Сандра театрально ахнула, изображая крайнее удивление и радость (хотя Николь была уверена, что эти двое обсудили все заранее), а Берт опустил глаза, покорно ожидая приговора.
— Руку и сердце? Любопытно, — с новой откровенной издевкой произнесла Николь. Сейчас она повеселится, глядя на то, как этот аферист начнет выкручиваться. — Берт, дорогой, а вы знаете, что наш брак невозможен?
— Почему? — так же хором спросили Сандра и Берт.
Николь задумалась: как бы подоходчивее объяснить?..
— Ну разве что вы действительно соберетесь отдать те миллионы, которые мой прапрадед умудрился свистнуть у своих детей. В противном случае я нищая. А брак между нищенкой и наследником именитого рода никогда не приветствовался. Это первая причина.
Берт сидел открыв рот.
Неужели не успела? — подумала Николь про мать и тут же заговорила снова:
— А вторая причина — вы любите другую.
— К-как? — испугался он. — Что вы имеете в виду?

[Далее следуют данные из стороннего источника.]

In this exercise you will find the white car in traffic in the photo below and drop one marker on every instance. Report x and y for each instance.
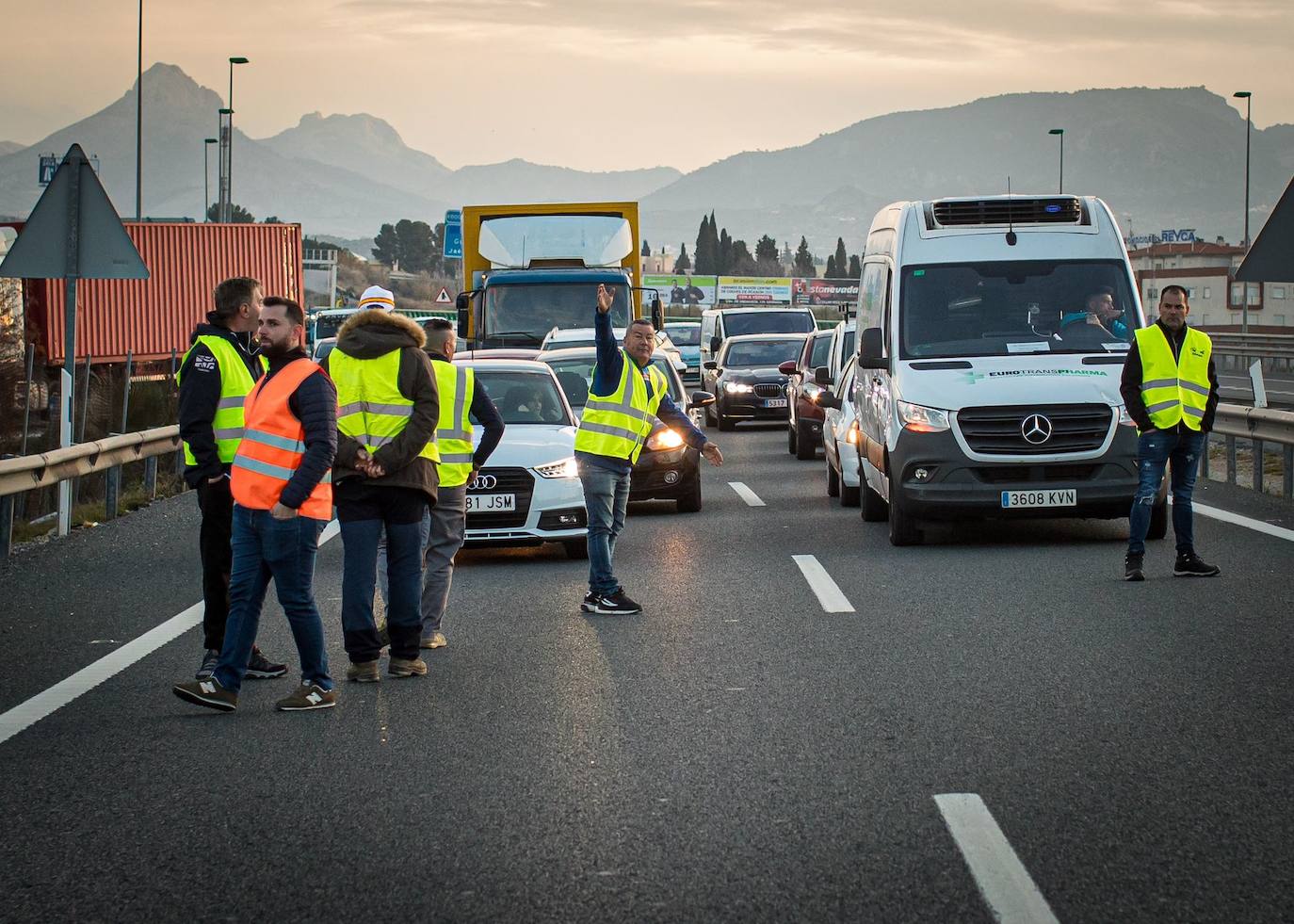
(528, 492)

— Вы любите Лили. Я-то вам зачем?
— Подождите, ничего не понимаю. Объясните мне сначала про деньги. При чем тут нищая? Кто что у кого свистнул?
Николь прищурилась:
— Все вы понимаете. Мне даже кажется, что гораздо больше, чем я. Только брак этот вам невыгоден: вы не преуспеете, а потеряете.
Сандра с восхищением переводила взгляд с гостя на дочь и обратно, но молчала.
— Вы, кажется, не совсем поняли меня, — гордо ответил Берт после небольшой паузы. — Я не собираюсь ни от чего выигрывать. Я искренне желаю отдать вам то…
Ого! — подумала Николь. А папа-то был прав! Ему нужны не мои деньги, а деньги полковника. Берт конечно же знает, что я от всего отказалась (может, поэтому и прибежал так поспешно, прямо после нотариуса, чтобы таким образом доказать чистоту намерений). Потом он женится, потом начнет официальную охоту за денежками, а потом бросит меня. Да он и раньше бросит ради Лили, у них, судя по всему, серьезный роман…
— …что были должны мои предки!
— Мистер Голдфилд, — сказала Николь, не мигая глядя ему в глаза, — я, конечно, высоко ценю предоставленную мне честь стать вашей женой, но, пожалуй, позволю себе взять некоторое время на раздумья.
— Но почему? — искренне удивился он.
— Как раз по названной второй причине.
— По второй?
— Да. Не забывайте о ее существовании.
— Но это чушь!
— Чушь? Вы называете мои слова чушью? — Такого высокомерия в собственном голосе Николь не слышала никогда.
— Простите меня, — смутился Берт. — Я не то имел в виду… в общем, простите. Как вам будет угодно.